Susan Shinn column: She loved spreading good news
Published 12:00 am Thursday, December 7, 2006
By Susan Shinn
CHINA GROVE — When Linda Hatley hears a siren, it’s hard for her not to grab her camera and go.
“I’ve still got the newspaper hound in me,” says Linda, who lives with her husband, Gary, in China Grove.
For three years in the early ’70s, Linda was editor of the Norwood News in Stanly County.
A man named Mr. Smith came to town and started the paper.
“It wasn’t even a tabloid,” Linda says. “It was just a little fold-over thing with Polaroid pictures.”
Mr. Smith had asked Linda to help out, and asked her to take over the paper when he decided to return to Concord.
“I prayed about it,” Linda says, “and the Lord said to take it.”
So she and her first husband converted a room in their house to the newspaper office in November 1972.
She used an adjuster writer which justified the text and a headliner to make the headlines.
“Oh honey! It was antique, believe me,” she says.
The paper published every Thursday.
“By February, we had gone to an office on Main Street in Norwood and had gone to broadsheet,” Linda says, referring to the size of paper that most newspapers use.
She had an open house. Members of the Albemarle town council attended, as did mayors from surrounding towns. She couldn’t believe it.
She’d made more improvements in her paper. She’d gone from “hot type” to “cold type,” used color pictures and didn’t charge for bridal announcements.
When she started, she didn’t even know what a column inch was — the way ads are sold.
She learned fast.
She hired a photographer and published her ad rates. When he left, she learned how to take pictures, while her husband learned to develop them.
She hired neighborhood children to insert ads and roll papers. Linda and her husband delivered papers.
At the time, this was a departure because the paper had been mailed.
Eventually, subscribers were waiting in the driveways for the paper to arrive.
“People loved it,” Linda says. “It was their paper with their name on it. I reported happy news, good news, community news.”
There was the feature on the lady who made dolls, the family with 12 children — “100 biscuits a day” was her headline — the person who survived a kidney transplant.
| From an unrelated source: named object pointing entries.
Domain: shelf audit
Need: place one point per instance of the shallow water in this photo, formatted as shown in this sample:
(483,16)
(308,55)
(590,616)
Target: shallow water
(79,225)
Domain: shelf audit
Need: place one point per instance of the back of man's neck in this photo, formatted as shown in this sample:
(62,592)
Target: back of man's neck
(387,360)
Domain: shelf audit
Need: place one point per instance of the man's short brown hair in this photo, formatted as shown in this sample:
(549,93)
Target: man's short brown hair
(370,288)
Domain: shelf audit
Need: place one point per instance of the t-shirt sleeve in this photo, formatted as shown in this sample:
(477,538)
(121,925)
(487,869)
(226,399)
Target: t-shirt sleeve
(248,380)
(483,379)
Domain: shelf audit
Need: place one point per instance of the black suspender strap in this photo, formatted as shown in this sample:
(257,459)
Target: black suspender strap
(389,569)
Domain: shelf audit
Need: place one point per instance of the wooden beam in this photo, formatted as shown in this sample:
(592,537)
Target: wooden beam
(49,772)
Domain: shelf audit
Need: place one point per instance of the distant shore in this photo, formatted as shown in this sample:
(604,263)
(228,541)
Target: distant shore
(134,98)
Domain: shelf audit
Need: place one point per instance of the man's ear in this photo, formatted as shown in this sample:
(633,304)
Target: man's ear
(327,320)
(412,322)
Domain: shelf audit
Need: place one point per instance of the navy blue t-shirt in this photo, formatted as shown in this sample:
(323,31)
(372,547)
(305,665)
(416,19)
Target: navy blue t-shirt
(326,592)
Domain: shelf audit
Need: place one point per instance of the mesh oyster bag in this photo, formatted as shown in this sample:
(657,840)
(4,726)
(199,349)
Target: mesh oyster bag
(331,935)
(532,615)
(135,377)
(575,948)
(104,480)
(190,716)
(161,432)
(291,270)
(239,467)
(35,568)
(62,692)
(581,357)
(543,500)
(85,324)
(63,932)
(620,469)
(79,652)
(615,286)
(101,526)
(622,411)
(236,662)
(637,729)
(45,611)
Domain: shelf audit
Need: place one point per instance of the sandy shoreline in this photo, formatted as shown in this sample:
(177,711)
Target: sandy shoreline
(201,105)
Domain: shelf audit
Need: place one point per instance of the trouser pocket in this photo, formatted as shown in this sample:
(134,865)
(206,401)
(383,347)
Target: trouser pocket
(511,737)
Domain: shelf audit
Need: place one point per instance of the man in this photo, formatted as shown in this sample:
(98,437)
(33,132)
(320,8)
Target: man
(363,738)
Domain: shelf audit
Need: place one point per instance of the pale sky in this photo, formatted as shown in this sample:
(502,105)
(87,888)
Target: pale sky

Linda worked hard to sell advertising. She got the Belk account, the JC Penney account, the Eckerd account.
“I’d go wherever I had to,” she says.
She even went to the editor of the other paper in the county to ask him for his help in getting a picture for the graduation section. It would publish after his paper came out.
She didn’t realize how naive she was.
“You’re my competition,” he told her, “and I have no intention of helping you.”
It flabbergasted her, but it thrilled her, too.
He considered the Norwood News his competition.
At her open house, Linda had met a doctor who offered to help her when she needed it.
After the meeting with her rival editor, she called him. He came in as a silent partner to make the paper better.
During Linda’s first year as editor, the Norwood News was sent to 36 states, eight foreign countries and 66 counties in North Carolina.
“I guess the competition was upset,” she admits.
She worked 100-hour weeks to get the paper to bed.
“I look at everything as an opportunity,” she says. “I just love a challenge.”
Linda sold the paper when her husband became ill. She continued working as a photographer until she retired in 2004. She’s had other jobs over the years, but her newspaper work was the most exciting “by far.”
So, does she still want to pull out her camera when she passes a wreck?
“More than you can know,” Linda says.